- DVD cover
- Directed by: Harsha P Reddy
- Written by: Harsha P Reddy
- Produced by: Harsha P Reddy
- Starring: Shweta Bhardwaj Sivaji; Bharath Reddy; Harsha Vardhan; Vennela Kishore; Satyam Rajesh; Vijay Sai; Noel Sean;
- Cinematography: Vasu
- Edited by: Shankar
- Music by: Anand
- Production company: Geomedia Arts
- Release date: 1 January 2009;
- Country: India
- Language: Telugu

= Indumathi (film) =

Indian Telugu-language comedy thriller film

Indumathi is a 2009 Indian Telugu-language comedy thriller film directed by Harsha P Reddy and starring Shweta Bhardwaj and Sivaji with Bharath Reddy, Harsha Vardhan, Vennela Kishore, Satyam Rajesh, Vijay Sai and Noel Sean in important roles.

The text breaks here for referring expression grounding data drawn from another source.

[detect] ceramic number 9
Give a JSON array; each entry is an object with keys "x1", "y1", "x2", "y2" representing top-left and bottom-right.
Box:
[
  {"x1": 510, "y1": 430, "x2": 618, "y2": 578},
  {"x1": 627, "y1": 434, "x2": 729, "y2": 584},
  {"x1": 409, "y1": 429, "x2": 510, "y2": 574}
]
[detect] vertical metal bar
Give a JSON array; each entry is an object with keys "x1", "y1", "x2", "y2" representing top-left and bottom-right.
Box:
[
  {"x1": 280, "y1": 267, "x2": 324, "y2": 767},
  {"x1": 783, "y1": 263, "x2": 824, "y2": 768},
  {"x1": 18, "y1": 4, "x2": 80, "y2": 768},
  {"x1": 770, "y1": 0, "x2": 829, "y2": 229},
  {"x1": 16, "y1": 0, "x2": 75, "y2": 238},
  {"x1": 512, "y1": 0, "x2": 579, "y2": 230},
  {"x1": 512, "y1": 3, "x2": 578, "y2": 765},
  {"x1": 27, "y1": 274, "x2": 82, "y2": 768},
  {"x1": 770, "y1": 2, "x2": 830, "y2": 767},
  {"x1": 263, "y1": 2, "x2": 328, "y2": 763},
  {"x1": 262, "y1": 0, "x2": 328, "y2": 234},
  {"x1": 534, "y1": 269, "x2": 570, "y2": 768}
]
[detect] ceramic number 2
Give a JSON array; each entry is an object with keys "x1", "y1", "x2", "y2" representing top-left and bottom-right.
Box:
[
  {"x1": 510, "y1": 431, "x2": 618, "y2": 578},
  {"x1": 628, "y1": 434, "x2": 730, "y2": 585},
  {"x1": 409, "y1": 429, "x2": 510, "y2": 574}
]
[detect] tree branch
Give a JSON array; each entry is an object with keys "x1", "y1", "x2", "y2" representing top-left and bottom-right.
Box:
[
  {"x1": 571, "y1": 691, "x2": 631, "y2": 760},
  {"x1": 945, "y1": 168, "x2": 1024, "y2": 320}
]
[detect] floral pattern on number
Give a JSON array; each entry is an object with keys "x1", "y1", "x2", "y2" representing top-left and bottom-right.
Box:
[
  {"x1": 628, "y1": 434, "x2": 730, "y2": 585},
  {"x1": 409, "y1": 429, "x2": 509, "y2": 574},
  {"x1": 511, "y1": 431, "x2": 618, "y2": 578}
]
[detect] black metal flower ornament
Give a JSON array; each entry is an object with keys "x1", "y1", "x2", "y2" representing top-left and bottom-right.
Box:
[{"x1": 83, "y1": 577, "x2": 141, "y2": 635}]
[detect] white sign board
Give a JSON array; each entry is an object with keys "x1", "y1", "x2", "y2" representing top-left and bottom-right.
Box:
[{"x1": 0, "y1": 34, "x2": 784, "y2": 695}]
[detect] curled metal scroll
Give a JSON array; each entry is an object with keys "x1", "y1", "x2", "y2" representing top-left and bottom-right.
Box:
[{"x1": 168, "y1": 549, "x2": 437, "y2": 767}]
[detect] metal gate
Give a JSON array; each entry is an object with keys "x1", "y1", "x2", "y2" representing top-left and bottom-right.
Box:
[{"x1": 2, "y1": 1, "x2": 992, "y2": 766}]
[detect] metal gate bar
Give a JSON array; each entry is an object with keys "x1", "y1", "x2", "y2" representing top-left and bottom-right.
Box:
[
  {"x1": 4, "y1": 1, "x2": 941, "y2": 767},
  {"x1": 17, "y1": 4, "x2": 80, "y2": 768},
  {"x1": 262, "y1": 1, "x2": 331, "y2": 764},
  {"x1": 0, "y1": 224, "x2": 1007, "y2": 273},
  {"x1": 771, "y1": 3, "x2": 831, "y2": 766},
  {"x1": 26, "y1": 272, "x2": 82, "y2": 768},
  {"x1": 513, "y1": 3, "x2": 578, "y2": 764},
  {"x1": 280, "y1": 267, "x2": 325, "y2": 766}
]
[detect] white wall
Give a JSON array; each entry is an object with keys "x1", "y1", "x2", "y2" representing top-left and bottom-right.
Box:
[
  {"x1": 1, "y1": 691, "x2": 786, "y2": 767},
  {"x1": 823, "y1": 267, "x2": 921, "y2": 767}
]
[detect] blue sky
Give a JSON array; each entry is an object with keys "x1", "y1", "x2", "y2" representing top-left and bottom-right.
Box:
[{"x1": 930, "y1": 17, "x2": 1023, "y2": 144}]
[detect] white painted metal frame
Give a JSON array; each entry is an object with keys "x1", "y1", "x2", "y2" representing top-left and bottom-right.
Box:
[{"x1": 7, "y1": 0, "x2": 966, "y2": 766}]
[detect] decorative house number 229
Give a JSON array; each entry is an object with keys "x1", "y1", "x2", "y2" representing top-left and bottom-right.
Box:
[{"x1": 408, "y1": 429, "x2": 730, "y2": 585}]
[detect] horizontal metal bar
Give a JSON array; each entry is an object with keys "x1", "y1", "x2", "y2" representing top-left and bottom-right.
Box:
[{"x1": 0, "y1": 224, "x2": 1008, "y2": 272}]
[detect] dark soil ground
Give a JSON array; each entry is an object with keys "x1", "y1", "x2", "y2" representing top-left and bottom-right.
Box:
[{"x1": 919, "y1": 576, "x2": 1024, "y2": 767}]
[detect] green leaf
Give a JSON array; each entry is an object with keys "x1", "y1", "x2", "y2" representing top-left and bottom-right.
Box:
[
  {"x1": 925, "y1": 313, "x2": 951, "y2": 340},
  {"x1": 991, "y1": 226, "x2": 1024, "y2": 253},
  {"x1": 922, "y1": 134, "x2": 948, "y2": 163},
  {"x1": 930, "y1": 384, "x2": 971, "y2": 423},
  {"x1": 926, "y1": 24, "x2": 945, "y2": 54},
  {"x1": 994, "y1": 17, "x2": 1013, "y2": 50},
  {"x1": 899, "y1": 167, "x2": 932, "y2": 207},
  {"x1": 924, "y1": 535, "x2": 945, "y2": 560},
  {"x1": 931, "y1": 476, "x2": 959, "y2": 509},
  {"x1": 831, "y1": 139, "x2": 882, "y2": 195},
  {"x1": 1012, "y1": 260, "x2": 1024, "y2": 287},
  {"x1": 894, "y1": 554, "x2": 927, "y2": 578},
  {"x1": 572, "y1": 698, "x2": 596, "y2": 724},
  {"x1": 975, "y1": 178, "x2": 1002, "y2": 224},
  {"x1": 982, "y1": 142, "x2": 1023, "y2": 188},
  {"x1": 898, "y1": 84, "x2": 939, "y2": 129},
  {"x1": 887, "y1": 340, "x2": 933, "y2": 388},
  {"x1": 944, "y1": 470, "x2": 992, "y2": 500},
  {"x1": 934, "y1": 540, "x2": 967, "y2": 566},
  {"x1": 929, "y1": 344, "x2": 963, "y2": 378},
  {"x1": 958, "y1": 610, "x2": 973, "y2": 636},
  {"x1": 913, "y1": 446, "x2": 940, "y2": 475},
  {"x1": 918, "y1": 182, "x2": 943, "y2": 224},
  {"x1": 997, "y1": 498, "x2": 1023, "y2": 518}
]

The film is inspired by the American film Psycho (1960).

== Cast ==

- Shweta Bhardwaj as Honey
- Sivaji as Chandu
- Bharath Reddy as Raj
- Harsha Vardhan as Anand
- Vennela Kishore as Kishore
- Satyam Rajesh as Rajesh
- Vijay Sai as Banti
- Noel Sean as Sheshi
- Srinivasa Reddy as Reliance worker
- Shankar Melkote as Honey's boss
- Raghu Babu as Police officer
- Giri Babu as Police officer
- Ravi Prakash as Investigating officer
- Harsha as Private detective

== Production ==
The director, a NRI, previously produced Andaru Dongale Dorikite (2004). Vennela Kishore learned about the role through his friend Ravi Varma. The film was shot in Hyderabad.

== Soundtrack ==
The music was composed by Anand, who composed the music for the 2007 film Mantra, in which Sivaji also starred.

== Reception ==
A critic from Idlebrain.com wrote that "Indumathi is a kind of film that is made with the purpose of entertainment by leaving the basic plot aside". A critic from Full Hyderabad wrote that "Indumathi is a disaster from the word go". A critic form Indiaglitz wrote that "Though there are a few pits in the story and screenplay department, Indumathi undisputedly has the potential to thrill audiences".